Das Gesetz umfasst umfassende Vorschriften, die sowohl allgemeine Anforderungen an die Einrichtungen als auch spezifische Regelungen zum Brand- und Katastrophenschutz beinhalten. Ein zentraler Aspekt des SächsWTG ist die Stärkung der Rechte der Bewohnerinnen und Bewohner, insbesondere hinsichtlich ihrer Mitbestimmung und Anhörung bei wesentlichen Veränderungen.
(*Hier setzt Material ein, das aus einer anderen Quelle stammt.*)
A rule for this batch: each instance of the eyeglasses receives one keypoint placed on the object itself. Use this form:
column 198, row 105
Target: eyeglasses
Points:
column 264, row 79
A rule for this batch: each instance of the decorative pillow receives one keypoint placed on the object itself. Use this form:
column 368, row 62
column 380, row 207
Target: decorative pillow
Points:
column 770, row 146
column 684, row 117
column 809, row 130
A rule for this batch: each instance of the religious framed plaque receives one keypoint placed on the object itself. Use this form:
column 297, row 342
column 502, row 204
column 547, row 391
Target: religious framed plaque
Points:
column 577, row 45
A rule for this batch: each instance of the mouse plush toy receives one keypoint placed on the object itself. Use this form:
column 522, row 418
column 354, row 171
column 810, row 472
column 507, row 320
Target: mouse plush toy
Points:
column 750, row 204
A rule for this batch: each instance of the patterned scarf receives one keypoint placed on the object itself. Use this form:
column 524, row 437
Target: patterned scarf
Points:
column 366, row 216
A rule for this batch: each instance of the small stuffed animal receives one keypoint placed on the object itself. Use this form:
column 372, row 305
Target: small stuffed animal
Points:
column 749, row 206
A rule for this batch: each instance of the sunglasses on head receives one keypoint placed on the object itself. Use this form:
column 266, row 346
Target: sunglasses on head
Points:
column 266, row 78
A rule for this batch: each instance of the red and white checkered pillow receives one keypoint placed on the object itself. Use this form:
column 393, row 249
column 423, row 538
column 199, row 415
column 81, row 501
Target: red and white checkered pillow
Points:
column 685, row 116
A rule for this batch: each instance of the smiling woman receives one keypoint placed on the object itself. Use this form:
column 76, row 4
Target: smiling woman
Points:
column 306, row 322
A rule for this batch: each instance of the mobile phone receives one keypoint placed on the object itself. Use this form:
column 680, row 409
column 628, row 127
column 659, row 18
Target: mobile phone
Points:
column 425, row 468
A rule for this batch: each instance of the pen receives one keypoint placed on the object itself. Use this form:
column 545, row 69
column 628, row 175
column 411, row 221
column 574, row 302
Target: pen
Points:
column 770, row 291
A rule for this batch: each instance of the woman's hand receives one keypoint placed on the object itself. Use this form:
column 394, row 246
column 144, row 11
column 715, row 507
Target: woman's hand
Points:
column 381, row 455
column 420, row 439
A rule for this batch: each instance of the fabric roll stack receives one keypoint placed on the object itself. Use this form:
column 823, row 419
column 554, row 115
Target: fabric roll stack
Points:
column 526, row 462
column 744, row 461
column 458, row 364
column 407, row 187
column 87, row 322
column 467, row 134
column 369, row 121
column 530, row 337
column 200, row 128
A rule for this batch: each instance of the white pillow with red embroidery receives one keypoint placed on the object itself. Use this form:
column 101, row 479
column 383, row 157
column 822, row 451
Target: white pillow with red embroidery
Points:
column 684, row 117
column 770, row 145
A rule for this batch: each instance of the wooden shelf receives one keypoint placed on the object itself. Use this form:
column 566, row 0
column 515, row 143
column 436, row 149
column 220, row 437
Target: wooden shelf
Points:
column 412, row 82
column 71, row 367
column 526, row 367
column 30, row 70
Darüber hinaus wird festgelegt, dass die Betreuung und Assistenz stets gemäß den individuellen Bedürfnissen der Bewohner erfolgen müssen. Ein weiterer wichtiger Punkt ist der Schutz vor Missbrauch und Gewalt, der durch klare Vorgaben und Maßnahmen gewährleistet werden soll. Zudem legt das Gesetz großen Wert auf die Dokumentation und Qualitätssicherung der Pflegeleistungen, um einen hohen Standard zu gewährleisten. Schließlich fördert das SächsWTG die Zusammenarbeit zwischen den Trägern der Eingliederungshilfe und den Einrichtungen, um eine ganzheitliche und bedarfsgerechte Unterstützung zu ermöglichen.